Thursday 15 August 2019

CALLING JOHNSON'S BLUFF

Jonathan Lis has a nice, well argued piece for Prospect Magazine, in which he concludes Johnson's no deal Brexit strategy is just a bluff.  I agree with him. When you dismiss all the other theories, as you must, this is what you are left with. All the other possible explanations are just not plausible because of the damage to the nation, to democracy itself or most importantly to the oaf himself.  Lis also concludes that it's a miscalculation and will fail, something else I agree with.


If you're sceptical that it is a bluff, read this article which Johnson wrote for The Telegraph in 2013 as Cameron started to talk about renegotiation of our membership. In it Johnson concedes our problems have nothing to do with "Bwussels" at all, which seems ironic given that all his government's efforts are now bent to achieving a separation from "Bwussels".  He knew at the time that a referendum was coming up at some point and this is what he said six years ago:

“This renegotiation can only work if we understand clearly what we want to achieve: a pared down relationship based on free trade and cooperation. And our partners will only take us seriously if they think we will invoke Article 50, and pull out, if we fail to get what we want. If we are going to have any chance of success in the negotiations, we need to show that the UK is willing to walk away.” 

Of course we now know we held that referendum, voted to leave and we did invoke Article 50. Did this force the EU to give us 'what we want'?  No. That threat can't be used any more, so he has gone to the next level. We'll leave with no deal, unless we 'get what we want'.  And note, at the end he does not say we must be willing to walk away, he says we need to show it - a big difference.  This is what he is now doing - but he never intends to go through with it.
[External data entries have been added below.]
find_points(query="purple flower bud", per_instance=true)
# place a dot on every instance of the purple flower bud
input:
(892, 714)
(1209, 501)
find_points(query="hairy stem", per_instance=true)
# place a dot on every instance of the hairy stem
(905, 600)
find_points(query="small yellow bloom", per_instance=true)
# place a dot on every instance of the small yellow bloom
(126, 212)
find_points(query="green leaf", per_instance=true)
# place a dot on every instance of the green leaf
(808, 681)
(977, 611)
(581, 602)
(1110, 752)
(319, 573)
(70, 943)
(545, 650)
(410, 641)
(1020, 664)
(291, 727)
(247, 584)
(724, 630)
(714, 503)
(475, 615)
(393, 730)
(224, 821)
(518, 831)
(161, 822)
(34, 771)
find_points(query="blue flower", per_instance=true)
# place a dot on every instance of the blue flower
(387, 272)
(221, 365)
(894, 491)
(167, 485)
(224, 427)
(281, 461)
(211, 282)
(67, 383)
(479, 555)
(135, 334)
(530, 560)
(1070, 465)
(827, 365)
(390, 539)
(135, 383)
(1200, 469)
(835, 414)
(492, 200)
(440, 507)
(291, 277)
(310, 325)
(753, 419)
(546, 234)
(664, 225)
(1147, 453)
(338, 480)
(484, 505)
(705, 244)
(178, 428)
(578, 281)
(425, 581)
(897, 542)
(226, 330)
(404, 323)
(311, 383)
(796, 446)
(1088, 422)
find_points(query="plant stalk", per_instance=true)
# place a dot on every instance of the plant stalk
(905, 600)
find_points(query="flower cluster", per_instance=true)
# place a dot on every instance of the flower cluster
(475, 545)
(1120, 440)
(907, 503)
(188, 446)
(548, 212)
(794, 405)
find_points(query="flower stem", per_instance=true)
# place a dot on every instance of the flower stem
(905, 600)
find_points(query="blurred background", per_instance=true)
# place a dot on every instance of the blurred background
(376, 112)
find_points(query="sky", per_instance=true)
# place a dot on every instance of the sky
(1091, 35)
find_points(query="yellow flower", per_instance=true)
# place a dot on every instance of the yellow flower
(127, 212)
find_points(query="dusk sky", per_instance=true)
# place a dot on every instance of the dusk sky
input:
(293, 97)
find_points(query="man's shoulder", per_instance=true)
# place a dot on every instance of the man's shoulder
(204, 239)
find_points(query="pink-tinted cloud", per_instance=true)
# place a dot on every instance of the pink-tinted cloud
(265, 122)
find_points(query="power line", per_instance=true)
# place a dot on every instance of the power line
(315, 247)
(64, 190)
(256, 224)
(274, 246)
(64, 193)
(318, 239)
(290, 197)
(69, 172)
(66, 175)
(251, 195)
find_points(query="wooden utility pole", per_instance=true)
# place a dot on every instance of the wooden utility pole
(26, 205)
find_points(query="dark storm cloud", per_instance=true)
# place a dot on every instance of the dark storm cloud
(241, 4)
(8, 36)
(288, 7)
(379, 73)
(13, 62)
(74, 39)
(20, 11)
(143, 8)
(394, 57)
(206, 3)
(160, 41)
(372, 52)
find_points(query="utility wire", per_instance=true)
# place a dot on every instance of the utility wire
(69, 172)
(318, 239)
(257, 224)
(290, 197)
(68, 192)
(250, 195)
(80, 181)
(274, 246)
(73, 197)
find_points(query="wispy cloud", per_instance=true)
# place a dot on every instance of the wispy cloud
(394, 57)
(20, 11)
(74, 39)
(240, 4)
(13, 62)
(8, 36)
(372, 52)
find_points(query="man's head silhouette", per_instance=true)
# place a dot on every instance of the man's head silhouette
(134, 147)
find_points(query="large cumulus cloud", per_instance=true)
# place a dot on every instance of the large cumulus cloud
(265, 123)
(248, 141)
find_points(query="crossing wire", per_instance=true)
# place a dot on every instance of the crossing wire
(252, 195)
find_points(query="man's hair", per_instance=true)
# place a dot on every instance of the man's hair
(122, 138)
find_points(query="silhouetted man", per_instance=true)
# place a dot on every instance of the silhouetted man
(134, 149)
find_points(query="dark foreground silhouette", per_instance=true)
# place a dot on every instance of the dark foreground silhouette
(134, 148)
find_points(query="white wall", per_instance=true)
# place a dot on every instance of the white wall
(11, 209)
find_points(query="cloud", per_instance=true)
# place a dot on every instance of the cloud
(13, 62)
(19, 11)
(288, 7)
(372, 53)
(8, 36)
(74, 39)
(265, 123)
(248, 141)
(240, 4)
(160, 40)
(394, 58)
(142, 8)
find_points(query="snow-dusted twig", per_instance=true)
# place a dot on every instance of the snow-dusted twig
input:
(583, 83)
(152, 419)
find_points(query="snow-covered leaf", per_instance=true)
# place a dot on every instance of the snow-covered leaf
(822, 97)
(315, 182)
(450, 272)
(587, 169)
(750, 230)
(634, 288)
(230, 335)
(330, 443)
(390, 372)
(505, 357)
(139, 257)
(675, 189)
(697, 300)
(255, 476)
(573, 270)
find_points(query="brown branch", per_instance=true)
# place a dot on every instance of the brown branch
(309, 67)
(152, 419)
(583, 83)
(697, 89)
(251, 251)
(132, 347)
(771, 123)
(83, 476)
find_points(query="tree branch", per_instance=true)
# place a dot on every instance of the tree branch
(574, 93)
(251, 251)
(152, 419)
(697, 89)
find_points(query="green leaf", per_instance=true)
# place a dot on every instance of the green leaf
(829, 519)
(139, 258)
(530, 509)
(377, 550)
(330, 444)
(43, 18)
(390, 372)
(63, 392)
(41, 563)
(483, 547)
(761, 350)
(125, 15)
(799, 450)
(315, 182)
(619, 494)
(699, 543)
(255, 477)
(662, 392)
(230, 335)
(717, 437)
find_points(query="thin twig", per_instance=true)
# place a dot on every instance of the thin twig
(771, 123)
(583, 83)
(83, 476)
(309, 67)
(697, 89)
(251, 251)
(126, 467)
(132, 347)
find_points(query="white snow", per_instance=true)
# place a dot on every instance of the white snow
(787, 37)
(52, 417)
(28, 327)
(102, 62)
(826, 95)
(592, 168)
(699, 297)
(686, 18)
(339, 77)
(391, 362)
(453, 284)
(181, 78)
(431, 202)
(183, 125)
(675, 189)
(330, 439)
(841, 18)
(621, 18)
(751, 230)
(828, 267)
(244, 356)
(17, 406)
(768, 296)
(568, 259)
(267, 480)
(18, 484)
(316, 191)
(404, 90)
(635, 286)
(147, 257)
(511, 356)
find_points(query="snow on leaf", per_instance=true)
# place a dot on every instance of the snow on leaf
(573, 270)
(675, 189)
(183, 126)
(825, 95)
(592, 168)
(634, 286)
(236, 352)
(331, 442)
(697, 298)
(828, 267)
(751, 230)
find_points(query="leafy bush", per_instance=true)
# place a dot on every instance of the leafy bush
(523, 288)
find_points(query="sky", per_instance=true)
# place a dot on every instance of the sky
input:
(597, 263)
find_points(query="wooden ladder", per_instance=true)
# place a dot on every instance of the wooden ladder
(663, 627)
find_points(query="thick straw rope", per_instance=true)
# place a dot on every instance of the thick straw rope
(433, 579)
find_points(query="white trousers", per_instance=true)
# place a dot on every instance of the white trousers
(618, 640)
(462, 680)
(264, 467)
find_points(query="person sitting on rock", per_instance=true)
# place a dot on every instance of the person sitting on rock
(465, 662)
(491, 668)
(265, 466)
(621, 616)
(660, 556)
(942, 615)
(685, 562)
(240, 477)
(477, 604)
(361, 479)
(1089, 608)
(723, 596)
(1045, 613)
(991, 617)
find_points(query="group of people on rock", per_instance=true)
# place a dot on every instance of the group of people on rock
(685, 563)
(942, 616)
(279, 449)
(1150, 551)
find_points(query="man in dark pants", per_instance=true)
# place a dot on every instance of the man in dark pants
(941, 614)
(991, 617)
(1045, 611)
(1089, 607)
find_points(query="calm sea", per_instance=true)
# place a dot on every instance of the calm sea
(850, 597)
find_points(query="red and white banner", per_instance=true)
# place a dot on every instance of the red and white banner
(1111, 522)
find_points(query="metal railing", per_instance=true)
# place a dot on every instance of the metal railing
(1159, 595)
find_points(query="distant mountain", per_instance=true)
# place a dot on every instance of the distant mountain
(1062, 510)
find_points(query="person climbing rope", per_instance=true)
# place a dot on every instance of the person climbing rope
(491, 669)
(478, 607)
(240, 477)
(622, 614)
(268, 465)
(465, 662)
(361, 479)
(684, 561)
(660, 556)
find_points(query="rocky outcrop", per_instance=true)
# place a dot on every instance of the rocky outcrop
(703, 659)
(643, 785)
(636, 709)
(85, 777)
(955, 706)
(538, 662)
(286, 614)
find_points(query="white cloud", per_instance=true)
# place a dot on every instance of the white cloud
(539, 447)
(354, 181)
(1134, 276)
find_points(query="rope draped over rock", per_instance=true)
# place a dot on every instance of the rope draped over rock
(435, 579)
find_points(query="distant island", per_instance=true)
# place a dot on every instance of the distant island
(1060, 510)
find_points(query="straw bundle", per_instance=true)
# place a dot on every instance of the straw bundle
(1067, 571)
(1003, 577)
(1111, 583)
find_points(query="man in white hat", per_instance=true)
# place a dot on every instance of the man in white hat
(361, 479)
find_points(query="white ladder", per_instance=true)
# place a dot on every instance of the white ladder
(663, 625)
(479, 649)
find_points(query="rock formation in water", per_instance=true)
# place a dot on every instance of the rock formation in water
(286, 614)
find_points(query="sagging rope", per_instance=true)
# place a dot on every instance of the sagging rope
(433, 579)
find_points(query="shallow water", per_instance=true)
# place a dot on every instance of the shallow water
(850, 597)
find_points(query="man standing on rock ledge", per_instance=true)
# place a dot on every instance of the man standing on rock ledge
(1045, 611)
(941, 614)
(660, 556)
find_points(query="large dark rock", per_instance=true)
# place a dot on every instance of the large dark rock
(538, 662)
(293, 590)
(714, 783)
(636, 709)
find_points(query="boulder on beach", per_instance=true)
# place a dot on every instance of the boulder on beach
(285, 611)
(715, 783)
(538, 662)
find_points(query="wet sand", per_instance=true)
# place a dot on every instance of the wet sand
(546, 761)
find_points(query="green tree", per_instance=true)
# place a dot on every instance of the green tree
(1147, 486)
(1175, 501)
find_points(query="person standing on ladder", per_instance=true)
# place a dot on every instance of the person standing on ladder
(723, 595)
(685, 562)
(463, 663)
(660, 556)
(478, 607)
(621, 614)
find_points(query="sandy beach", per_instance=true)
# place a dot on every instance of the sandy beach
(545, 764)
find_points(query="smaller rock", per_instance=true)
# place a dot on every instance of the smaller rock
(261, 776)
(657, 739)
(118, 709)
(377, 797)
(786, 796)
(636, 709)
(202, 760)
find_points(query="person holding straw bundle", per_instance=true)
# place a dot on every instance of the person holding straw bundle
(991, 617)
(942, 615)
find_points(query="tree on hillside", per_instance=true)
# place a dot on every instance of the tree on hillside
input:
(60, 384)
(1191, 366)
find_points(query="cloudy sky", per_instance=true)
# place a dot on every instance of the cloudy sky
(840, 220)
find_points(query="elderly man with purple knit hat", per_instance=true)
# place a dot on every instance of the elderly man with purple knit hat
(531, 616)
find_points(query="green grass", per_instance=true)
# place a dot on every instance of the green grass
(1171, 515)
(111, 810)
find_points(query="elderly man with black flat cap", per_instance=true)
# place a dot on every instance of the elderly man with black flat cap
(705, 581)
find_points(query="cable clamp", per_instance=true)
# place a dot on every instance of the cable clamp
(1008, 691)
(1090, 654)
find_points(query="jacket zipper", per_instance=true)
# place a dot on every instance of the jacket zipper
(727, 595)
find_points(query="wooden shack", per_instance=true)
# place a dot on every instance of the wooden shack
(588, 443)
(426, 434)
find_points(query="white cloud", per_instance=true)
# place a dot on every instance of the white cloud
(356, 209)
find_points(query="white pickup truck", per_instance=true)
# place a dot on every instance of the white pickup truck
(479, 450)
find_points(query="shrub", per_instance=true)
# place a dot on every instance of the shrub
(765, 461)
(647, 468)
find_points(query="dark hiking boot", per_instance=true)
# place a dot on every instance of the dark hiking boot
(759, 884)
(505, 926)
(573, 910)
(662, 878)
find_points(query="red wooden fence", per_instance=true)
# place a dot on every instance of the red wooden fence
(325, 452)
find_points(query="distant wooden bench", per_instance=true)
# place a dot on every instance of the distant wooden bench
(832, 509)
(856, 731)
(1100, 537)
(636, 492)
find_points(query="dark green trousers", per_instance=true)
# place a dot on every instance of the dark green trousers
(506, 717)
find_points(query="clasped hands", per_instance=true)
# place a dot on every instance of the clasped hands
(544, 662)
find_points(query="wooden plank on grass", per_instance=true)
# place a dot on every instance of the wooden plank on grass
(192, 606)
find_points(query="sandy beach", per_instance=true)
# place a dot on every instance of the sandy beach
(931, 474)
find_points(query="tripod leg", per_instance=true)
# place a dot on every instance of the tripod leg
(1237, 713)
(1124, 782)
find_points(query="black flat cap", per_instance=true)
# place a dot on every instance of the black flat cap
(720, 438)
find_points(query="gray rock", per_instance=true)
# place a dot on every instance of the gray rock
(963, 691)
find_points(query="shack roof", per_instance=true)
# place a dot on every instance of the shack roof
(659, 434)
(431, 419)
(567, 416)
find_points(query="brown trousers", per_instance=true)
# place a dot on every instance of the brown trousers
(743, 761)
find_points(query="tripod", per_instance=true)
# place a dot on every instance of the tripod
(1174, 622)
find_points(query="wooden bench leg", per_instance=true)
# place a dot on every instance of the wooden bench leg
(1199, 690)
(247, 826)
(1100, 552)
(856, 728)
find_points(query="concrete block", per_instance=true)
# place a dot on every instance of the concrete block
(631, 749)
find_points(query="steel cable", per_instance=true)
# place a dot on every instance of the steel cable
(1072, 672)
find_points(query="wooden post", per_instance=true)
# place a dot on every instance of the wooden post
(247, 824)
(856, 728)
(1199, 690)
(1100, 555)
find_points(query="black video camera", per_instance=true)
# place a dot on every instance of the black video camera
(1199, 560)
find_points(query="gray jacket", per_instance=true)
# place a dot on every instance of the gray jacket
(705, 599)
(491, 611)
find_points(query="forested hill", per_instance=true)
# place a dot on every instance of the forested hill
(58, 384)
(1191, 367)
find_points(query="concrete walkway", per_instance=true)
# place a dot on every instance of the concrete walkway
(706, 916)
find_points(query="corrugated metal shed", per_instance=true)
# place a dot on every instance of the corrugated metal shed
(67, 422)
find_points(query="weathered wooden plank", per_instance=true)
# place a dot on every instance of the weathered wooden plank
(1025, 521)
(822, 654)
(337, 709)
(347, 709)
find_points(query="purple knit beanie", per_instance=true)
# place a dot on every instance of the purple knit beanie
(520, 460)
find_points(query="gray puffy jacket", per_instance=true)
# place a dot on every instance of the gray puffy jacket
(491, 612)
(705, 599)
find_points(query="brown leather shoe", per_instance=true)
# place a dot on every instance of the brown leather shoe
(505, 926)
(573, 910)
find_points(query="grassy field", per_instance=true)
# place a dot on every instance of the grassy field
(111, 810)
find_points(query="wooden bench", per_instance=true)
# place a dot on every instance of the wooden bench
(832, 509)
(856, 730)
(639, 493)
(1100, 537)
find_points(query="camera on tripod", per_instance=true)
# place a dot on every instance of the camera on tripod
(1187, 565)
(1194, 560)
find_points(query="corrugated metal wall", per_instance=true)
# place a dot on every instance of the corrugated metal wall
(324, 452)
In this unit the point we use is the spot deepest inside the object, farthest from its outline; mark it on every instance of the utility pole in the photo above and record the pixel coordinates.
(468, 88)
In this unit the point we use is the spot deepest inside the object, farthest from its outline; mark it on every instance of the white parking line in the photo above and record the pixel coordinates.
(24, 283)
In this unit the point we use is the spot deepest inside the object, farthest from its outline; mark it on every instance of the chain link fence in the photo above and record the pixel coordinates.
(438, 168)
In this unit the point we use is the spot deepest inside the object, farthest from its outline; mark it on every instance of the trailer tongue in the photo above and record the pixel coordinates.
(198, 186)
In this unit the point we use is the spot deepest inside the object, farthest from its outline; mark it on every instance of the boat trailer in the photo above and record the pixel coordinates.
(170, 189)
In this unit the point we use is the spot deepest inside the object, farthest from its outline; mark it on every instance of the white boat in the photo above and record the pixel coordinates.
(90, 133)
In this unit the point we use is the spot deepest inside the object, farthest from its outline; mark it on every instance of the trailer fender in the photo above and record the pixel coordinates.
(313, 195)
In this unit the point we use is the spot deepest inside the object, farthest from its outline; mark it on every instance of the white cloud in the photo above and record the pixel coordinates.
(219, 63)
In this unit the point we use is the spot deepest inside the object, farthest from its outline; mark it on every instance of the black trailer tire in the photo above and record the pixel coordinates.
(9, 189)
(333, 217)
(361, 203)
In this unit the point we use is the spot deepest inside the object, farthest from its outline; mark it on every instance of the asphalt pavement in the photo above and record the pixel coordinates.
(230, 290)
The whole strategy is a deception designed to make the EU seriously think we will pull out without a deal. We won't.

Incidentally, a report in The Telegraph, written to support his 2013 article, has this section which might have you spluttering this morning:

"He [Johnson] says that he has asked his economic adviser to 'blow away the froth and give people the facts' on the pros and cons of membership". 

This is the man, an acknowledged liar, fundamentally and congenitally dishonest, later admonished by the head of UK Statistics authority in 2016 for the wildly misleading £350 million a week claim.

Survation published a poll yesterday on current voting intentions (the Tories have a 4% lead which should cause a bit of introspection in the Corbyn household, but probably won't). The poll also has some important Brexit related stuff as well. In contrast to ComRes for The Telegraph the other day, Survation find support for a no deal Brexit at just 19%!  Not quite the 54% majority as The Telegraph headline suggested.

The really interesting figure is on voting intentions in a second referendum, 55% now favour remaining in the EU and 45% want to leave. This is almost certainly the reason why The Telegraph's pollsters didn't ask the question or didn't publish the answer if they did.

It's interesting also because it came out on the day that an academic analysis for John Danzig by professor Adrian Low at Staffordshire University appeared. Professor Low looked at nearly 200 polls since the 2017 election of which 98% show a majority in favour of remaining in the EU. The analysis predicts the current position is.....55% remain and 45% leave, exactly as the Survation poll finds.

What does all this say?  Johnson is pursuing a version of Brexit that just one in five voters support and only 45% support Brexit in any form at all.  This is why Brexit must ultimately fail.

Robert Peston has an unlikely headline on his blog claiming that both Phillip Hammond and Boris Johnson are agreed on one thing, that the UK/EU Brexit talks are dead.  Peston says:

"The point is that Macron, Merkel, Varadkar, Johnson, Cummings and Hammond are all in perfect agreement - that it will be a no-deal Brexit on October 31, unless there is an external or exogenous shock.  Where they differ is that Hammond is desperate to be the midwife of that shock, Macron, Merkel and Varadkar would probably respond sympathetically to it, and Johnson/Cummings would do all they could to repel it."

I do not think Johnson/Cummings will do all they can to repel the external shock that will stop a no deal Brexit. They will probably welcome it - eventually - as the only way to save face. Otherwise they will be forced to abandon their own strategy themselves and this would cost them both dearly. But make no mistake, one way or another the bluff will be called.

The most committed Brexiteers can hardly have failed to notice that we are very far from taking back control when even a free trade deal with the USA is the subject of internal political wrangling between parties in Washington. Nancy Pelosi, Speaker of the House of Representatives, has hit back at John Bolton, the National Security advisor and said there will be no FTA if the Good Friday Agreement is put at risk by a no deal Brexit. We don't seem to be in control of anything.

Martin Kettle in The Guardian muses on the survival of the Tory party, not just on the central visceral Brexit question but on domestic policy where he sees Johnson as a free spending liberal wet while Raab, Patel and others in the cabinet are the usual parsimonious, dry as tinder Conservatives. It doesn't help when the PM calls senior members of his own party 'collaborators'. They usually get tarred and feathered don't they - or worse?

In the UK we tend to forget how the Brexit saga is being portrayed globally. The Japan Times covers the Pelosi intervention HERE. The world was pretty baffled by Brexit in 2016 but I suppose most people accept that even perfectly moderate democracies occasionally have a sudden rush of blood to the head.  

What they must find inexplicable is that after three years of deadlock, difficulties and division we are still continuing with the madness.